Stress in Kipeá is considered to have a "purely demarcative, phonemically non-relevant" function, as it regularly falls on the final syllable of the word. There are however some unstressed words that are interpreted as enclitics.

== Grammar ==
The morphology of the Kipeá language is predominantly isolating and analytic, unusual for a language native to the Americas.

Clauses with one-argument verbs show the verb–intransitive subject order, and those with two-argument verbs show verb–transitive (direct) object–transitive subject, where the transitive subject is marked by the ergative preposition no.

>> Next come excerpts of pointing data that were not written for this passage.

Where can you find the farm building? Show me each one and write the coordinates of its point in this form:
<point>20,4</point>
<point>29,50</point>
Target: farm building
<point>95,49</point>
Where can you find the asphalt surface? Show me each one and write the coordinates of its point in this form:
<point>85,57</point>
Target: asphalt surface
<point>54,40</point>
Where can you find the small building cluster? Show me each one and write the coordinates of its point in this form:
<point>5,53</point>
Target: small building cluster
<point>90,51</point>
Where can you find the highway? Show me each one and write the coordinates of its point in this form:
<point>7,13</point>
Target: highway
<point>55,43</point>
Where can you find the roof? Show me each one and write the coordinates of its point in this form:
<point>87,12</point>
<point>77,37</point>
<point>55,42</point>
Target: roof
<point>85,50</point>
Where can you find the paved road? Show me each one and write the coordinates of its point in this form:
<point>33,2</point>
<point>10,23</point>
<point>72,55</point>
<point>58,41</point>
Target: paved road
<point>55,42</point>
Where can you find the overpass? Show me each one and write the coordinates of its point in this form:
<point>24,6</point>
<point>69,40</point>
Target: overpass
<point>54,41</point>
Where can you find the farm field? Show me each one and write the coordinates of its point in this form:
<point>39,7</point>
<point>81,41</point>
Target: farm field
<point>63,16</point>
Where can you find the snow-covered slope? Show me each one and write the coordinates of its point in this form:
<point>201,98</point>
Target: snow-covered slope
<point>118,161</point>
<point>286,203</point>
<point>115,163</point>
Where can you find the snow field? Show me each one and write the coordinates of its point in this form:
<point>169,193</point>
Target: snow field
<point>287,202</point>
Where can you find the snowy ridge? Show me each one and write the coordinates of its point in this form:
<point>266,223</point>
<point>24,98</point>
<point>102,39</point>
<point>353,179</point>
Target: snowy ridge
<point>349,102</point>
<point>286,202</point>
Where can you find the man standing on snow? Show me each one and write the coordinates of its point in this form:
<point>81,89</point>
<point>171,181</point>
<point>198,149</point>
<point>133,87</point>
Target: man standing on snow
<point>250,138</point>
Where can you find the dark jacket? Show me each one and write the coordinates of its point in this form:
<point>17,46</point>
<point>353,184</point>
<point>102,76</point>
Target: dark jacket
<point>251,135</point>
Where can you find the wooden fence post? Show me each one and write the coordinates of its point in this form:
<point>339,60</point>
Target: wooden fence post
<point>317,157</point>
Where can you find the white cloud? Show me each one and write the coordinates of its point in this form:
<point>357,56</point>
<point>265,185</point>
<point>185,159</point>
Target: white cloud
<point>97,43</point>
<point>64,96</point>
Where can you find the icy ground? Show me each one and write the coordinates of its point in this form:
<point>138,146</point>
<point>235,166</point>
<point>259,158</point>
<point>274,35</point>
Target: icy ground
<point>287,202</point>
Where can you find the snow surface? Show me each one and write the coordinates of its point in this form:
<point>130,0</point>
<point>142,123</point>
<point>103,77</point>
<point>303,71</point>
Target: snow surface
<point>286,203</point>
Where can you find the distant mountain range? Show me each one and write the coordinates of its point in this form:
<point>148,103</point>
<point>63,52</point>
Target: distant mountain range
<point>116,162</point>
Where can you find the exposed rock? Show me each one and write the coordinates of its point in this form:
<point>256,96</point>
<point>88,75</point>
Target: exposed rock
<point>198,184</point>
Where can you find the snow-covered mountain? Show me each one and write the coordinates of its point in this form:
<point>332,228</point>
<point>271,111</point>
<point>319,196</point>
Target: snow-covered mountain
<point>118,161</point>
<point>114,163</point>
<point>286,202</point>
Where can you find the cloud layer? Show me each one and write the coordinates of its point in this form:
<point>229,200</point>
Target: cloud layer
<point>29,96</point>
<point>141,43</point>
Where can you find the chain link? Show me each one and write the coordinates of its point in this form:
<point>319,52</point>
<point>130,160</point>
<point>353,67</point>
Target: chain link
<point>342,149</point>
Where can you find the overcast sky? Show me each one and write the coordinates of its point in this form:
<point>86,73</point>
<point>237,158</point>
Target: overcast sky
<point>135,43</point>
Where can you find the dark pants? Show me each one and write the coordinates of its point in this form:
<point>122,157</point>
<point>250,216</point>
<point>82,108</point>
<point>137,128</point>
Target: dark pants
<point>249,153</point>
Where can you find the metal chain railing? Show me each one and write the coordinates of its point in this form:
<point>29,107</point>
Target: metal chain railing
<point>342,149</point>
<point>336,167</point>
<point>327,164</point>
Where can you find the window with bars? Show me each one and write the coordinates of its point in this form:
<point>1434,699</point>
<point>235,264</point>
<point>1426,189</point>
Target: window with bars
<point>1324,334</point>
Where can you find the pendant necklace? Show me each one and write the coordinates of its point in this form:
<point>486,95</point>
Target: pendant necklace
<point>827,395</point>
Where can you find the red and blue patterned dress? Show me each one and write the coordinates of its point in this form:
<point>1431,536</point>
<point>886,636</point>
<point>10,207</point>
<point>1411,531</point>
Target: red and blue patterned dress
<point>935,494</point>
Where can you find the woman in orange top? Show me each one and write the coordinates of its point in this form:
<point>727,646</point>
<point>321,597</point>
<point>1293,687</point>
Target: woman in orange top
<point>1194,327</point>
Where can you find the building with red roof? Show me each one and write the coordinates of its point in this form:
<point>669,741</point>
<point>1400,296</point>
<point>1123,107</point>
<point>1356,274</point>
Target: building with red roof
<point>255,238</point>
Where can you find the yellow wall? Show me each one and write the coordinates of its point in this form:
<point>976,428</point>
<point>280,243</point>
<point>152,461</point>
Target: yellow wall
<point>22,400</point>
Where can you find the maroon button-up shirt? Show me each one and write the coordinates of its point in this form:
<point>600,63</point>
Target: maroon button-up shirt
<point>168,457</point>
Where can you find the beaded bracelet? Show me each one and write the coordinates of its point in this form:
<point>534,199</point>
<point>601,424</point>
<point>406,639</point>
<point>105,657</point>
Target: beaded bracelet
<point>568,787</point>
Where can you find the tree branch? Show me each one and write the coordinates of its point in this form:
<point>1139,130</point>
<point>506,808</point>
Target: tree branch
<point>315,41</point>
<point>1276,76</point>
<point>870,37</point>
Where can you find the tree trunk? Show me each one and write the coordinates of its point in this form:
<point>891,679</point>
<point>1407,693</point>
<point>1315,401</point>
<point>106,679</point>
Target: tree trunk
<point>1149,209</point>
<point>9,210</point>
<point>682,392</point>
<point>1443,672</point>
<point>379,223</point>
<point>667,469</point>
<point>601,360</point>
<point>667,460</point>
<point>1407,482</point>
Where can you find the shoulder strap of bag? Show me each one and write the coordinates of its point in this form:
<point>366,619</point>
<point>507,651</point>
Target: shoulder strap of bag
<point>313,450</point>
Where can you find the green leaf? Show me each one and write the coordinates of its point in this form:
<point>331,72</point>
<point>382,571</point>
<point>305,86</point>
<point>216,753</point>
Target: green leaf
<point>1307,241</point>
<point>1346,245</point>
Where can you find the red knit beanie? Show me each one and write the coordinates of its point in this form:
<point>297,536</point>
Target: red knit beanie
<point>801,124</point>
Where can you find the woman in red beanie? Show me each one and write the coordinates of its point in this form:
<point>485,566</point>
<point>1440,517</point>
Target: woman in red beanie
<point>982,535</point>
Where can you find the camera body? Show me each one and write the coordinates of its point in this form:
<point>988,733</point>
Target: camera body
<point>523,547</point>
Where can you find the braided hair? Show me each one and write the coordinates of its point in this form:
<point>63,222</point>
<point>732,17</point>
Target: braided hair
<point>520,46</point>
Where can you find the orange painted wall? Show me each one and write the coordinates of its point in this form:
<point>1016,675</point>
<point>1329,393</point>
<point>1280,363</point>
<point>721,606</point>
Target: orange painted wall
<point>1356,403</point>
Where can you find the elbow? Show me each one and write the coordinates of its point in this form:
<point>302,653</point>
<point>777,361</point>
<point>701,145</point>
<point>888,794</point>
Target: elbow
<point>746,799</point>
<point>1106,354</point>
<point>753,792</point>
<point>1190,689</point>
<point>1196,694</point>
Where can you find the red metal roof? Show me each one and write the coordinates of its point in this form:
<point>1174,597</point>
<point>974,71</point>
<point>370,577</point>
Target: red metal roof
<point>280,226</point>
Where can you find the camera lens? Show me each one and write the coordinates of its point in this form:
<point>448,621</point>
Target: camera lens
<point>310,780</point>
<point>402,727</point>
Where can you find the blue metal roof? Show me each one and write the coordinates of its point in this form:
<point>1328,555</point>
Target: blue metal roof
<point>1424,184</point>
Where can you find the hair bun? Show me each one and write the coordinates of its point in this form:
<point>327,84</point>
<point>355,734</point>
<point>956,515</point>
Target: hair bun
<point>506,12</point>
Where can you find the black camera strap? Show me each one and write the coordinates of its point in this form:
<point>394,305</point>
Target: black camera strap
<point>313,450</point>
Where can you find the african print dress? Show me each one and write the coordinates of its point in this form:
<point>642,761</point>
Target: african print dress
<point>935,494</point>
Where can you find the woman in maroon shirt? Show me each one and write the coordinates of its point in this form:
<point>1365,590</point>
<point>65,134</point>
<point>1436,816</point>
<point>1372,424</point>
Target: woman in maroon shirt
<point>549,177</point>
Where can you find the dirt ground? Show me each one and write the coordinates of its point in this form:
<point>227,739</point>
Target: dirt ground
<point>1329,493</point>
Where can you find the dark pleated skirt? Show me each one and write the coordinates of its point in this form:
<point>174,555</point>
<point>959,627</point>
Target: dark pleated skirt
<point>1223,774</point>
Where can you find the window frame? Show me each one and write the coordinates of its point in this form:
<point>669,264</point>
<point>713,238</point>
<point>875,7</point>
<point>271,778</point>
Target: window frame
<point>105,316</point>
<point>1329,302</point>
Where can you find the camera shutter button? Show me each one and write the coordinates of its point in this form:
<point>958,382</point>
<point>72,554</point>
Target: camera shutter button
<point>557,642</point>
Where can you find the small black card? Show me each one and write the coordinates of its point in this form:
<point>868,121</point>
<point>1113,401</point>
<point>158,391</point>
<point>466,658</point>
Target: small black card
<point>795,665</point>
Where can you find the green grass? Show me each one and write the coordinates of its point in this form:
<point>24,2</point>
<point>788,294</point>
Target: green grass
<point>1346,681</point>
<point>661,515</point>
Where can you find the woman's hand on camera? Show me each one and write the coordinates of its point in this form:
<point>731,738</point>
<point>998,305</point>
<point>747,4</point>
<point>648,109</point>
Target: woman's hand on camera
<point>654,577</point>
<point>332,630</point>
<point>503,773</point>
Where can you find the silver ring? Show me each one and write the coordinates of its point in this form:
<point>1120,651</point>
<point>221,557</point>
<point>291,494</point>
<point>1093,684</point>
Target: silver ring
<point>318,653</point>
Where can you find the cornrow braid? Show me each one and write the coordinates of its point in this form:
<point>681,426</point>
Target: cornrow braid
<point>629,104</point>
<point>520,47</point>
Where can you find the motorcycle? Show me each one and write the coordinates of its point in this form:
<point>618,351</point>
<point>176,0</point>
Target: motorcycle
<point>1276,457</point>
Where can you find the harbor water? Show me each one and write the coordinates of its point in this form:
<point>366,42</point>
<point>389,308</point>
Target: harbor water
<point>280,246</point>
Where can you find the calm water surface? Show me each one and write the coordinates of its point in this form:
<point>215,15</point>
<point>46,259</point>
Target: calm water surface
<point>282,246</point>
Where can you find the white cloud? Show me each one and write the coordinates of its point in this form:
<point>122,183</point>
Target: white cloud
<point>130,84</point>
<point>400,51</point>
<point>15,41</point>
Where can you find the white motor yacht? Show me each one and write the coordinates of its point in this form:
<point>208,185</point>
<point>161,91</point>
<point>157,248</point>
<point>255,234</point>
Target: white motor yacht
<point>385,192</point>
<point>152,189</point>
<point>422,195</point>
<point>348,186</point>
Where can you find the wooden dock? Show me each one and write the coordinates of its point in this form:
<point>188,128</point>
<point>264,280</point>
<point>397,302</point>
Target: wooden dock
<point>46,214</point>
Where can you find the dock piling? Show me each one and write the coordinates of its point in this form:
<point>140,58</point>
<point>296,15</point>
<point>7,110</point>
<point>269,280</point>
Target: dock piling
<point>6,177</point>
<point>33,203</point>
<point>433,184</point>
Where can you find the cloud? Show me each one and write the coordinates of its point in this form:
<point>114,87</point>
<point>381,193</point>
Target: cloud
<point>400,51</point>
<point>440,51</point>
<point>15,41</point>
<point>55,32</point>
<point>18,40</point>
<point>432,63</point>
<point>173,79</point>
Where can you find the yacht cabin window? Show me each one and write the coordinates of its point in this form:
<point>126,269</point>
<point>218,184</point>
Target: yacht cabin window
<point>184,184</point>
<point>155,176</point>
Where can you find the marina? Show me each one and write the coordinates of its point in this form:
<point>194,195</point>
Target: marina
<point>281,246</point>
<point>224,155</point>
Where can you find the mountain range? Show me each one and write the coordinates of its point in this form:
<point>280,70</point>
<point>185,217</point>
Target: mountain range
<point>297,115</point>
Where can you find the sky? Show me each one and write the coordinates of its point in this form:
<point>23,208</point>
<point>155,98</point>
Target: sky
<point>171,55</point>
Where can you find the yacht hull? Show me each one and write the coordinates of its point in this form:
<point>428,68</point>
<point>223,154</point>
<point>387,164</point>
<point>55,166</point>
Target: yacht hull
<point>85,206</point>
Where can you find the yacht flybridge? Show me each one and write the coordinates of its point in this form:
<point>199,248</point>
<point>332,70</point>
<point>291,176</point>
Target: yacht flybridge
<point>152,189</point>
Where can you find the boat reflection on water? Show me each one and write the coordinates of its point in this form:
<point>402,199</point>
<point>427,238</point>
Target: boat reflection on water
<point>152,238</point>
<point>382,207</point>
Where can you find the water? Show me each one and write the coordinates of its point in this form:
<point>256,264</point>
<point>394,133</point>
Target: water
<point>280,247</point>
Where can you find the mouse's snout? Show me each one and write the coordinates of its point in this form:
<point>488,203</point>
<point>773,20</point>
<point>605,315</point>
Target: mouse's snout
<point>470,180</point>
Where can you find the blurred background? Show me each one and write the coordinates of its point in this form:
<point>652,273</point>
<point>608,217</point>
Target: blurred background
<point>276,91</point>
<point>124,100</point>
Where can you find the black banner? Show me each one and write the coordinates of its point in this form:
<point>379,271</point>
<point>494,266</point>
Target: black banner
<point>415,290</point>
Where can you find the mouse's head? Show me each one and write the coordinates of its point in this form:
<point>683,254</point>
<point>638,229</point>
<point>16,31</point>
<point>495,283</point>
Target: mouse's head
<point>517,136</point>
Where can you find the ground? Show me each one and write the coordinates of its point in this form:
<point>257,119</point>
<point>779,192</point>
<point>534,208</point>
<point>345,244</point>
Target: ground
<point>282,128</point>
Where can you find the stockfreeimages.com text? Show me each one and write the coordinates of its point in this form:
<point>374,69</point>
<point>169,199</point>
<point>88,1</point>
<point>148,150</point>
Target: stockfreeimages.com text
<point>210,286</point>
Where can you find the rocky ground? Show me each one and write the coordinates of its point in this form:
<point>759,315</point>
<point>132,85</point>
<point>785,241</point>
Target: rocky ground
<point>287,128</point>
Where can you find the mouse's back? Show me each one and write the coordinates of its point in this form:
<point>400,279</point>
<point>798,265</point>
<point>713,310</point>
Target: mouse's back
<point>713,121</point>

Kipeá has prepositions but not postpositions. If an adposition relates to a pronoun, it may be prefixed to the adposition. Some adpositions have different allomorphs when they follow a pronoun or pronominal prefix.

=== Noun classifiers ===
Nouns are not overtly marked for class in Kipeá. Instead, classifiers are attached to quantifiers, which are placed before the head noun, and adjectives describing "dimension, consistency and colour, according to the shape of the noun's referents", found after the noun. 12 classifier prefixes are found in Kipeá.

Kipeá noun classifiers
| gloss | Classifier |
|---|---|
| hills, stools, dishes, foreheads, etc. | be- |
| birds, stones, stars, round objects (e.g. beads, fruit, eyes. etc.) | kro- |
| liquids, rivers | kru- |
| clusters, bunches | epru- |
| sticks, legs, wooden objects | he- |
| ropes, vines, threads, snakes | ho-, hoi- |
| iron objects, bones, pointed things | ja- |
| edible roots | mu-, mui- |
| holes, wells, mouths, fields, valleys, fenced spaces | nu- |
| clothes, fabric, furs | ro- |
| roads, conversations, speeches, stories | woro- |
| houses, arrows, containers, corncobs, living beings excluding birds, all otherwise unspecified nouns | bu- |

== Sample text ==
Below is the Lord's Prayer in Kipeá, according to Luís Vincêncio Mamiani in his 1698 catechism:

Bo cupadzûá dibárí mó arãkié, dó netsówonhé adzé inháá; dó dí ecanghité hidyodé; dó moró acáté mó radá, moró mó arãkié; dó dí hiamítẽdé ená hidiohodé dó ighŷ; dó prieré mó hibuânghetẽdé; moró siprí hirédé dó dibuângherí hiaídé; dó dikyé ená hihẽbupídé nósumarã anhí; dó nunhé hietçãdé ená bóburété. Amen Jesu.